Diana Vreeland’s Life Lessons

‘Why don't you… wash your blond child's hair in dead champagne, as they do in France?’ Diana Vreeland had a unique imagination and dry wit, as one can intimate from the wisdom she’d extoll in her advice column for Harper’s Bazaar, entitled ‘Why Don’t You’.

The legendary fashion editor championed eccentricity and maximalism at all times, from the larger-than-life shoots she’d commission for Vogue (the cost of which led to her departure from the magazine) to her favourite snack – peanut butter served on K’ang Hsi porcelain and consumed with a silver spoon. Here, we distil our favourite Vreeland bon mots into a guide for life (and style).

On taste…

‘A little bad taste is like a nice splash of paprika. We all need a splash of bad taste – it’s hearty, it’s healthy, it’s physical. I think we could use more of it. No taste is what I’m against.’

Vreeland was a self-proclaimed maximalist, and this very much extended to her living quarters in New York. Her Park Avenue apartment, photographed by Architectural Digest in 1975, was awash with vivid colour, every inch of it ornamented. Her brief for interior designer Billy Baldwin when creating her living room? ‘Like a garden, but a garden in hell.’ It was entirely red, from the carpets and sofas to the cushions and flowers.

Horst P. Horst, Diana Vreeland apartment, New York, 1979

On staying inspired…

‘There’s only one thing in life, and that’s the continual renewal of inspiration.’

A magpie for pop culture, Vreeland revitalised British Vogue when she joined as editor in 1962. She had a knack for identifying – and then immortalising – the zeitgeist, coining the term ‘youthquake’ in 1965. She turned Vogue from stuffy society publication to ‘60s pop bible, splashing its pages and cover with doe-eyed models and pouty music artists including Edie Sedgwick, Mick Jagger, Cher and Penelope Tree.
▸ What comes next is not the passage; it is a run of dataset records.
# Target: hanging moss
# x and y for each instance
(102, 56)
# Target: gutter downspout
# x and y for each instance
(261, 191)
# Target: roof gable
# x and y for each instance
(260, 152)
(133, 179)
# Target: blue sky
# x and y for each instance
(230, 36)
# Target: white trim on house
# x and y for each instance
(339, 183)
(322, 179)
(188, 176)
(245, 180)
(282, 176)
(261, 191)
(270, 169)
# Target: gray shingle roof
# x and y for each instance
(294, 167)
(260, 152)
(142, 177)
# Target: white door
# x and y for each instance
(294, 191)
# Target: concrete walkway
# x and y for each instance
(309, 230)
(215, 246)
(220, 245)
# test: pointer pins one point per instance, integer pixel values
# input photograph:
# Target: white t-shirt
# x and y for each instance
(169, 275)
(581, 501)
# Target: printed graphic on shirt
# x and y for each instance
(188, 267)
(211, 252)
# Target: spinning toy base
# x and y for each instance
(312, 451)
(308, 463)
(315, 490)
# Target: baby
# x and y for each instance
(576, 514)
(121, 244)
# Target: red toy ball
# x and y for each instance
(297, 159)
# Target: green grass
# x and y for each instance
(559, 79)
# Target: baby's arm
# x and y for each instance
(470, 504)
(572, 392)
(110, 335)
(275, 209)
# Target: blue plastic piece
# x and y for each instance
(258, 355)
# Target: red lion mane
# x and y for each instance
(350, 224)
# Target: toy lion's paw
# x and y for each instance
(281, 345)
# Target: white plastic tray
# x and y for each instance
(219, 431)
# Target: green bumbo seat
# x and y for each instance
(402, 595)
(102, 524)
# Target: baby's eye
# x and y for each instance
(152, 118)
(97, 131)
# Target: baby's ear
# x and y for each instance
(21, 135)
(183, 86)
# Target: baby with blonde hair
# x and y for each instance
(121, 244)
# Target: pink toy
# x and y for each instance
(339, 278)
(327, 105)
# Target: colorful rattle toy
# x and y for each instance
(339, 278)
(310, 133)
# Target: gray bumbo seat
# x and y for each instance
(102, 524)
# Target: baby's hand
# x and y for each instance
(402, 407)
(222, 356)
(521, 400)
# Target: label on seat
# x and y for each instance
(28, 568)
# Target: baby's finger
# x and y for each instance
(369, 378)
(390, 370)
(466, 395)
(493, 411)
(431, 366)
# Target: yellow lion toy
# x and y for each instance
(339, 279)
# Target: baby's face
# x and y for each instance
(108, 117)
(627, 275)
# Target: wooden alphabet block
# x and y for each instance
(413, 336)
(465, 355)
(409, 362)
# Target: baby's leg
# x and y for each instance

Fashion photographer Richard Avedon, and then fashion editor of Harper's Bazaar, Mrs Diana Vreeland, supervise a fashion shoot of jewellery at Tiffany's. (Photo by Sherman/Getty Images)

On excess…

‘Prohibition. Insane idea. Try to keep me from taking a swallow of this tea and I’ll drink the whole pot.’

Unsurprisingly, austerity wasn’t Vreeland’s strong suit. In 1971, she was fired from Vogue – reportedly due to her extravagant and costly editorial shoots. She once sent model Veruschka to Japan and insisted she be photographed with a sumo wrestler over 6ft tall.

 

Veruschka photographed by Richard Avedon and styled by Polly Mellen,
Vogue, 1966.

On (not) acting your age...

‘I have a terrible time remembering exactly when my birthday is. Age is totally boring…’

Vreeland didn’t spend her evenings at home, frequenting New York’s Studio 54 and Andy Warhol’s The Factory well into her seventies. In one photo she is pictured deep in conversation with Bianca Jagger and Warhol, in another with her arm around writer Bob Colacello, wearing a polka dot dress coat and long string of beads. ‘I wanted to get where the action was,’ she said.

On creative licence…

‘I’m terrible on facts. But I always have an idea. If you have an idea, you’re well ahead.’

After she was fired from Vogue, Vreeland became the director of the Costume Institute at The Metropolitan Museum of Art, revitalising not only the then-sleepy institution, but also the way fashion was exhibited. Vreeland’s exhibitions were a commercial success, though not always historically accurate.

In Diana Vreeland: The Eye Has to Travel, Vreeland’s former assistant Harold Koda (who would later go on to be director of the Costume Institute himself), recalls being asked to make an 18th century wig. When he presented a wig with historically accurate proportions, Vreeland was displeased. He went back to the drawing board and extended the hairdo  to the ceiling. ‘Now she can go to the guillotine!’ Vreeland announced.

With her eccentric sense of style and irreverent approach to life, Vreeland is a woman after our own Mondo hearts, inspiring us to think a little bigger, RSVP to that party invitation, and paint an entire room (or at least one picture frame) scarlet red.